Sebenarnya, bukan rasa hangat itu yang membuat Putri semakin terjebak dilema. Keraguan muncul sejak ketahuan Sulistyawati hendak menggeledah ruang kerja Dirja. Kata-kata Sulistyawati membuatnya berpikir ulang. Sulistyawati tampak begitu yakin sang suami tak bersalah. Putri pun mengakui selama penyelidikannya, jarang sekali menemukan proyek Dirja yang merugikan rakyat kecil.

"Atau mungkin itu taktik Eyang Dirja supaya kejahatan tersamarkan?" Putri mengelus dagu. "Kematian Om Dirga juga aneh sekali. Bagaimana kalau aku salah mengira?" Dia menghela napas. "Sudahlah, lebih baik aku tidur saja lagi!" putusnya.

Putri bangkit dari kursi teras. Secara kebetulan, hujan juga telah reda. Hujan yang singkat seperti hanya lewat. Putri melemaskan otot. Namun, suara sirene pemadam kebakaran mengusik pendengaran. Tubuhnya seketika gemetar, lalu terduduk di lantai. Putri terus menutupi telinga dengan posisi meringkuk.
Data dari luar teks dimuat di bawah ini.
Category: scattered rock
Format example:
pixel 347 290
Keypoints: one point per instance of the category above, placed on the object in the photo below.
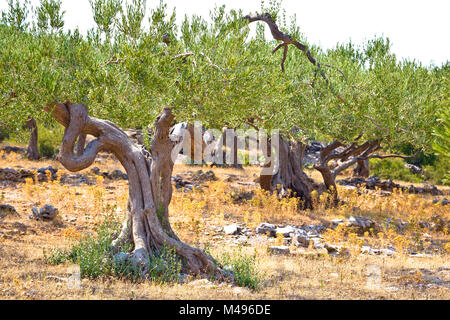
pixel 414 169
pixel 7 210
pixel 374 182
pixel 46 213
pixel 201 176
pixel 443 202
pixel 279 250
pixel 266 228
pixel 9 149
pixel 231 178
pixel 241 196
pixel 121 258
pixel 232 229
pixel 361 224
pixel 286 231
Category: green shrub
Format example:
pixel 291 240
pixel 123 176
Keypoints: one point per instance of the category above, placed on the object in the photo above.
pixel 95 258
pixel 393 169
pixel 244 268
pixel 439 173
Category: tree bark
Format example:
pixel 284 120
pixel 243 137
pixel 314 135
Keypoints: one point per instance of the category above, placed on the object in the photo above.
pixel 289 180
pixel 362 168
pixel 33 150
pixel 147 225
pixel 233 147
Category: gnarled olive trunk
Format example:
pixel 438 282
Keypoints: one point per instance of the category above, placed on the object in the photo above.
pixel 289 178
pixel 33 150
pixel 362 168
pixel 147 225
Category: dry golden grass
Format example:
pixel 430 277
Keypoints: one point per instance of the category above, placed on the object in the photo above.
pixel 197 218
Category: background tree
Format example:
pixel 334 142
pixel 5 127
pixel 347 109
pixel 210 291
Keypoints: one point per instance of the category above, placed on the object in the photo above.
pixel 50 17
pixel 359 100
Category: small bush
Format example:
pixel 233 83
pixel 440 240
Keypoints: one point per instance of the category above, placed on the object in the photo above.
pixel 95 258
pixel 438 173
pixel 244 267
pixel 393 169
Putri hanya bisa terus berada di posisi yang sama. Rasa trauma mencekik tanpa ampun. Beruntung, Asih terbangun karena mendengar sirene. Dia mencoba keluar untuk memeriksa dan menemukan Putri dalam kondisi yang benar-benar buruk.

"Astaghfirullah, Putri!"

"Tunggu! Ibu sama Bapak masih di dalam!" jerit Putri histeris.

Oleh karena sudah mendengar cerita Putri tentang kematian kedua orang tuanya, Asih segera mengerti. Dia cepat mendekap Putri dan mengusap punggung gadis itu dengan lembut. Lama mereka terjebak dalam keheningan yang mencekik, hingga Putri bisa menjadi lebih tenang.

"Putri ...."

"Terima kasih, Bu. Maaf tadi aku benar-benar syok. Trauma itu belum hilang. Itu juga kenapa mobil pemadam bisa lewat padahal abis ujan," keluh Putri.

"Ya, mungkin hujannya hujan lokal. Nak. Sekarang, ayo kita masuk. Kelamaan di luar nanti masuk angin kamu."

Putri mengangguk. Asih membantunya berdiri dan memapah masuk ke rumah. Langit malam sudah tak lagi suram, kini indah dihiasi gemintang. Hujan yang tampak lewat saja tadi telah membawa pergi awan kelabu. Seperti sirene mobil pemadam kebarakan yang telah membebaskan hati Putri dari dilema. Satu keyakinan untuk membalas dendam kembali terpatri. Dia sudah tahu jawaban apa yang harus diberikan kepada Broto.